Private pension schemes (Defined Benefit or Defined Contribution) operate independently of the State pension. Although traditionally many pension schemes were set up with a retirement age that coincided with the State Pension, the fact that the State Pension age is being changed does not automatically have an impact on private schemes.  Each individual scheme must make its own decision as to what retirement age it sets.


----------



## SIN25 (15 Mar 2013)

Thank you for your reply.
If i could ask you to give me a bit more detail? If there is an extra 1 or two years that members are paying in will that make a great deal of difference?

This is the question im trying to answer:

Assume you are a HR adviser, financial accountant, business manager or pension consultant. 

Your employer / client operates a Defined Benefit scheme, which is integrated with Social Welfare and was closed to new entrants five years ago, and a Defined Contribution scheme, not integrated, which was set up five years ago. Normal Retirement Date under the rules of both schemes is a member’s 65 the birthday.

 explain the changes in the age of eligibility for the State pension, advising of the implications for both schemes and recommending what can and should be done to tackle the issues arising.​Thank you

​


----------



## bigbustour (19 Mar 2013)

A DB scheme that is integrated means that at age 65 when a employee chooses to retire their pension is calculated factoring in the availability of the state pension. When an employee retires at 65 in an integrated scheme and the state pension entitlement has changed to 66 the shortfall of the 12k per annum needs to be made up by the employees pension scheme. 

Because of the rules of how pension benefits are paid the 12k difference needs to be funded for the full retirement and not just 1 year. This can put huge strain on already creaking DB schemes without some kind of legislative change to address this issue.  

For a non integrated DC scheme this shortfall is not the employers liability


----------



## Conan (19 Mar 2013)

Bigbouster,
I don't necessarily agree with your comment. If a DB scheme operates on an "integrated" basis then it promises a benefit which takes into account the expected State Pension. The fact that the State Pension is now only payable from age 66 whereas the DB scheme has a retirement age of say 65, does not automatically mean that the scheme has to pay the State Pension for one year. It all depends on the rules of each scheme.

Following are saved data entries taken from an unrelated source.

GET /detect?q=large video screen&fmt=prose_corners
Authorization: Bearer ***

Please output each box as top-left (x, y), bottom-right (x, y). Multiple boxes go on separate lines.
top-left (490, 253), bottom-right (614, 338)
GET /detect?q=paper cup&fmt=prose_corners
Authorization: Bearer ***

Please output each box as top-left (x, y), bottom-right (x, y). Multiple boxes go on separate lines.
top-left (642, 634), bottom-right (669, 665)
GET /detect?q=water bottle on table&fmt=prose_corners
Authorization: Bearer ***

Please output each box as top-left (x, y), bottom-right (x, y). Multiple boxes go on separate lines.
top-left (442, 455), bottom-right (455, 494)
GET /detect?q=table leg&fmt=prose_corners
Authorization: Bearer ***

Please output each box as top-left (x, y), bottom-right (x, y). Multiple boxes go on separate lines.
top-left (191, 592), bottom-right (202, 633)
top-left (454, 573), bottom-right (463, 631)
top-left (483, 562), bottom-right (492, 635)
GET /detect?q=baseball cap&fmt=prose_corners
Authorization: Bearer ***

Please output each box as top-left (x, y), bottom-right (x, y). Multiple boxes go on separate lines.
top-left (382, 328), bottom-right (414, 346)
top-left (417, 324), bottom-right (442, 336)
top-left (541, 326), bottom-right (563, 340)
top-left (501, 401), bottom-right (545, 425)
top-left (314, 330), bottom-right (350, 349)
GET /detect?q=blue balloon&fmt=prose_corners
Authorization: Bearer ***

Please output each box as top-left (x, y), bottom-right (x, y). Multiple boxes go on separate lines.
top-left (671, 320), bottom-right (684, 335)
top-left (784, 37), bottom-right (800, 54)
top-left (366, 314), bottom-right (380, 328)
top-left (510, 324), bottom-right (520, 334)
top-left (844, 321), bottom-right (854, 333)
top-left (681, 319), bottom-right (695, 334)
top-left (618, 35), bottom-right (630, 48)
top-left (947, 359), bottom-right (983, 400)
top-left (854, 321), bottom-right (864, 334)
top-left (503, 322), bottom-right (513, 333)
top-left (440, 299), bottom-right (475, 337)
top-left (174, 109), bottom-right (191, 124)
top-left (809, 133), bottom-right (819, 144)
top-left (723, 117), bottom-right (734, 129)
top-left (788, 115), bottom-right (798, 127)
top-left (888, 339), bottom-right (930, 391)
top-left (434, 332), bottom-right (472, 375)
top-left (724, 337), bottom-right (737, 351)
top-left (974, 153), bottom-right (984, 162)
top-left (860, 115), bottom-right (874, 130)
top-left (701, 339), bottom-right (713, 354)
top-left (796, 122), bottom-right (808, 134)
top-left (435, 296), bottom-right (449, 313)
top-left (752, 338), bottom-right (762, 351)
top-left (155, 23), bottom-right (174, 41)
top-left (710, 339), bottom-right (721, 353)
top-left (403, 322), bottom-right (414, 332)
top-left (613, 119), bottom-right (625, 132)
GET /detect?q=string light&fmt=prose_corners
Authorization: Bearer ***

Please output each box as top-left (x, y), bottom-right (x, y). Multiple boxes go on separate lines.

I don't understand why you state that the scheme would have to fund the State Pension for the full ret ire net period. At most it will be just to bridge the difference in the two retirement ages.


----------



## JoeRoberts (19 Mar 2013)

bigbustour said:


> When an employee retires at 65 in an integrated scheme and the state pension entitlement has changed to 66 the shortfall of the 12k per annum needs to be made up by the employees pension scheme.


 
That is very misleading advice.
This is a very grey area and even if the wording of a scheme could be interpreted that the employer bears the extra cost it is unlikely that any employer would accept it. Most schemes are underfunded as it is.
The implications would mean that the employer would have to accept 2 years liability when the pension age rises to 67 and then 3 years when it rises to 68. These liabilities are not currently included in scheme liabilities and to accept them would require immediate accrual based on time served.
You could write to the Trustees of the scheme for clarification of how they will handle it. 

Another related and emerging issue that is gaining momentum as a result of these changes is whether or not an employer can force retirement at age 65. Even a retirement age of 65 in a written contract is not guaranteed to hold up.

However, many employers will want to keep the age 65 retirement date and therefore in negotiations may be willing to do something to fund the pension gap. But it is likely to be outside of the pension scheme.


----------